Beitrag von Magdalena61 »

Eine sehr schwierige Frage rückte in den letzten Tagen in das Blickfeld des öffentlichen Interesses: Was soll mit den deutschen Frauen geschehen, die sich dem IS angeschlossen hatten?
In der Regel waren oder sind sie mit einem IS- Kämpfer verheiratet und haben ein Kind mit ihm oder mehrere.

Gestern zeigte die ARD eine Dokumentaion: "Leonora- Wie ein Vater seine Tochter an den IS verlor".

Auch der "Stern" berichtet über Leonora, über ihr Schicksal, ihre Kinder und ihren Vater.
Mit 15 reiste seine Tochter zum IS nach Syrien. Über die verzweifelte Suche nach Leonora
Die Videos auf dieser Seite sind kürzer als das in der Mediathek der ARD.

Die Bundesregierung hatte bisher keine sonderlichen Ambitionen gezeigt, die deutschen Frauen und ihre Kinder zurück zu holen.

Im Juli 2019 berichtete die Tagesschau:
Erstmals hat ein deutsches Gericht entschieden, dass die Bundesregierung verpflichtet ist, Angehörige von IS-Kämpfern nach Deutschland zurück zu holen. Dies geht nach Informationen von NDR, WDR und "Süddeutscher Zeitung" aus einem Beschluss des Verwaltungsgerichts Berlin aus dieser Woche hervor.

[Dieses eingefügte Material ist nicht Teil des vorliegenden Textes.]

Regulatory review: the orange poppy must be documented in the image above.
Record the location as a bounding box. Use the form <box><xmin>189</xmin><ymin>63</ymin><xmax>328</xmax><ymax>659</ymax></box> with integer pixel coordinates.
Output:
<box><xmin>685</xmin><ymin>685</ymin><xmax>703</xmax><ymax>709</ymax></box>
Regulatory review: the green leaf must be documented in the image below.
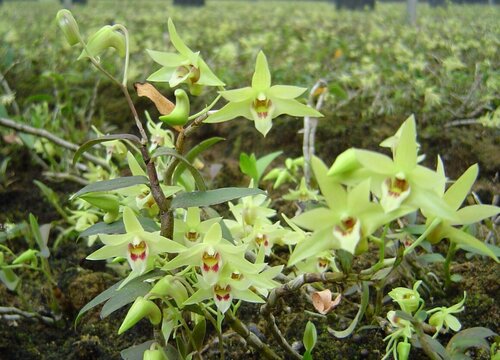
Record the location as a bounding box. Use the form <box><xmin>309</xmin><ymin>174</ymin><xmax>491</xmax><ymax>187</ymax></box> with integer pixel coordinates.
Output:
<box><xmin>172</xmin><ymin>137</ymin><xmax>225</xmax><ymax>183</ymax></box>
<box><xmin>171</xmin><ymin>187</ymin><xmax>266</xmax><ymax>209</ymax></box>
<box><xmin>79</xmin><ymin>216</ymin><xmax>160</xmax><ymax>237</ymax></box>
<box><xmin>446</xmin><ymin>327</ymin><xmax>497</xmax><ymax>354</ymax></box>
<box><xmin>443</xmin><ymin>226</ymin><xmax>498</xmax><ymax>262</ymax></box>
<box><xmin>29</xmin><ymin>213</ymin><xmax>50</xmax><ymax>258</ymax></box>
<box><xmin>252</xmin><ymin>51</ymin><xmax>271</xmax><ymax>91</ymax></box>
<box><xmin>73</xmin><ymin>134</ymin><xmax>141</xmax><ymax>165</ymax></box>
<box><xmin>100</xmin><ymin>273</ymin><xmax>153</xmax><ymax>319</ymax></box>
<box><xmin>0</xmin><ymin>268</ymin><xmax>21</xmax><ymax>291</ymax></box>
<box><xmin>152</xmin><ymin>147</ymin><xmax>207</xmax><ymax>191</ymax></box>
<box><xmin>70</xmin><ymin>175</ymin><xmax>149</xmax><ymax>200</ymax></box>
<box><xmin>443</xmin><ymin>164</ymin><xmax>479</xmax><ymax>210</ymax></box>
<box><xmin>419</xmin><ymin>334</ymin><xmax>450</xmax><ymax>360</ymax></box>
<box><xmin>394</xmin><ymin>115</ymin><xmax>417</xmax><ymax>173</ymax></box>
<box><xmin>328</xmin><ymin>281</ymin><xmax>370</xmax><ymax>339</ymax></box>
<box><xmin>191</xmin><ymin>318</ymin><xmax>207</xmax><ymax>351</ymax></box>
<box><xmin>302</xmin><ymin>321</ymin><xmax>318</xmax><ymax>352</ymax></box>
<box><xmin>120</xmin><ymin>340</ymin><xmax>155</xmax><ymax>360</ymax></box>
<box><xmin>328</xmin><ymin>84</ymin><xmax>349</xmax><ymax>100</ymax></box>
<box><xmin>168</xmin><ymin>18</ymin><xmax>193</xmax><ymax>58</ymax></box>
<box><xmin>75</xmin><ymin>270</ymin><xmax>165</xmax><ymax>326</ymax></box>
<box><xmin>311</xmin><ymin>156</ymin><xmax>347</xmax><ymax>209</ymax></box>
<box><xmin>302</xmin><ymin>350</ymin><xmax>313</xmax><ymax>360</ymax></box>
<box><xmin>240</xmin><ymin>152</ymin><xmax>259</xmax><ymax>187</ymax></box>
<box><xmin>418</xmin><ymin>253</ymin><xmax>445</xmax><ymax>264</ymax></box>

Mit diesem Beschluss wird das Auswärtige Amt aufgefordert, nun unverzüglich die Identität dreier minderjähriger Kinder im syrischen Flüchtlingslager al-Haul feststellen zu lassen und danach diesen und ihrer Mutter die Rückreise nach Deutschland zu ermöglichen. In der im Eilverfahren getroffenen Entscheidung heißt es, die aus Niedersachsen stammende Mutter und die Kinder könnten sich "unmittelbar" auf die im Grundgesetz verankerte "staatliche Schutzpflicht" berufen.
tagesschau.de
Wie seht ihr das?

Ich habe noch keine feste Meinung zu dieser Problematik.
Die Kinder tun mir leid. Die kann man nicht in Lagern und Gefängnissen verkommen lassen. Aber die Kinder ohne ihre Mütter nach Deutschland holen? Geht das?

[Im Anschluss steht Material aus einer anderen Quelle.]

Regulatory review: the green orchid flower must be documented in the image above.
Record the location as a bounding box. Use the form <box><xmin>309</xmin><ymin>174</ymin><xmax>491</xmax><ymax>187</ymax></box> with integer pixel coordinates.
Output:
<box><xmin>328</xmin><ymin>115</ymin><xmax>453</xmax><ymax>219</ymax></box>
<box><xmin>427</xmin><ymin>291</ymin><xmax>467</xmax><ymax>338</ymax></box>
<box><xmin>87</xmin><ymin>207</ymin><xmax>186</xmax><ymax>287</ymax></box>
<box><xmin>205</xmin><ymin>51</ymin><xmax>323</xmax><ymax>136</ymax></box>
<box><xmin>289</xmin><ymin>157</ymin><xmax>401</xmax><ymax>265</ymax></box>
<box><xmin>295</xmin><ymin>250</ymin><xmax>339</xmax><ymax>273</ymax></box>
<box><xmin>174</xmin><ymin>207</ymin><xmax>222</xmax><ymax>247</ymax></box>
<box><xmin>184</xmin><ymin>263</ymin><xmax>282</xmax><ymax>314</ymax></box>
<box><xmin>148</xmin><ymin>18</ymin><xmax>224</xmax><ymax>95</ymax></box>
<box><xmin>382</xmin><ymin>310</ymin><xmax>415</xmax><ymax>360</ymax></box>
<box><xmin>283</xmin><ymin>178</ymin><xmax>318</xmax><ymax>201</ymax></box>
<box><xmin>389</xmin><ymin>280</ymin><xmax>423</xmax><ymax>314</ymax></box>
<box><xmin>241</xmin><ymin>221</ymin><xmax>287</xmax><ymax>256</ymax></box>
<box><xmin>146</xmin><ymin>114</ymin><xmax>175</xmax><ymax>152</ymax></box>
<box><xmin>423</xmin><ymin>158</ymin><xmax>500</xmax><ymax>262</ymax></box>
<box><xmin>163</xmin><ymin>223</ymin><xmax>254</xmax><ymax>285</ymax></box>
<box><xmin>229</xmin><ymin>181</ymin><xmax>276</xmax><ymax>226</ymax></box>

Und wenn die Mütter mitkommen: Sind diese überhaupt noch fähig, sich in die Gesellschaft, aus der sie vor Jahren freiwillig fort gingen; die sie verachteten, um dem IS zu dienen, zu integrieren?

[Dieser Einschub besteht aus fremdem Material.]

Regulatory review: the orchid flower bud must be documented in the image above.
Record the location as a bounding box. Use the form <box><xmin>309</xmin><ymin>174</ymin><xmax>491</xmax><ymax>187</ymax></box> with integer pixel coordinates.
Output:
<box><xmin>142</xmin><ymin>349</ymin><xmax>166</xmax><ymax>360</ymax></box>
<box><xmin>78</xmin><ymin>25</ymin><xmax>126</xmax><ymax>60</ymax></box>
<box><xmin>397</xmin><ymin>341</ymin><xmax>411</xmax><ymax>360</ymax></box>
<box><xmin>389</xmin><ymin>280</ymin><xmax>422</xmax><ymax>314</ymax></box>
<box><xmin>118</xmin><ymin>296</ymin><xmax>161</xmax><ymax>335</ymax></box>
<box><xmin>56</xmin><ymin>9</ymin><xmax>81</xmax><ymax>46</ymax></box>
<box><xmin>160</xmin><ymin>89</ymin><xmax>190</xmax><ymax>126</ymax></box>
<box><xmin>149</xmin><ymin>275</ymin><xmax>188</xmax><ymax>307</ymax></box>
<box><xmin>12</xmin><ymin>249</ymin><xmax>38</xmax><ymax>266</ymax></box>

Sind die Frauen und Mütter nicht alle gehirngewaschen? Traumatisiert? Würden sie in der BRD überhaupt den Anschluß finden oder würden sie scheitern und sich, wenn sie keinen Fuß auf den Boden der deutschen Gesellschaft kriegen, eventuell wieder arabischen Clans und terroristischen Vereinigungen anschließen?

Wer hier mit Burka und Niqab herumrennt und öffentlich Koransuren singt, der wird vergeblich darauf hoffen, auch sozial- emotional von der angestammten deutschen Gesellschaft akzeptiert zu werden.

Was tun? Welche Verantwortung haben wir; hat die Bundesregierung?

Die Doku habe ich mir angesehen. Tiefes Mitleid mit dem Vater... aber auch mit Leonora...(stellvertretend für alle betroffenen Eltern und deren Kinder)-- mit 15 war sie zu jung, um zu begreifen, und heute sieht sie mit 19 Jahren aus wie Ende 30 und wirkt, als stehe sie neben sich, als sei sie gar nicht wirklich "da".

Als 15- Jährige hatte sie noch einen deutlichen sächsischen Akzent gehabt; doch im letzten der Interviews klingt ihr Deutsch, als spräche sie nun mit arabischem Akzent.

Ja, sie ist selbst schuld. Sie war dem Vater ungehorsam und hat sein Leben in ein langjähriges Trauma verwandelt, sie hat sich Terroristen angeschlossen, sie ist heimlich nach Syrien geflogen, und wenn sie nun für den Rest ihres Lebens die Konsequenzen ihrer Fehlentscheidung tragen müsste, dann wäre das nicht ungerecht.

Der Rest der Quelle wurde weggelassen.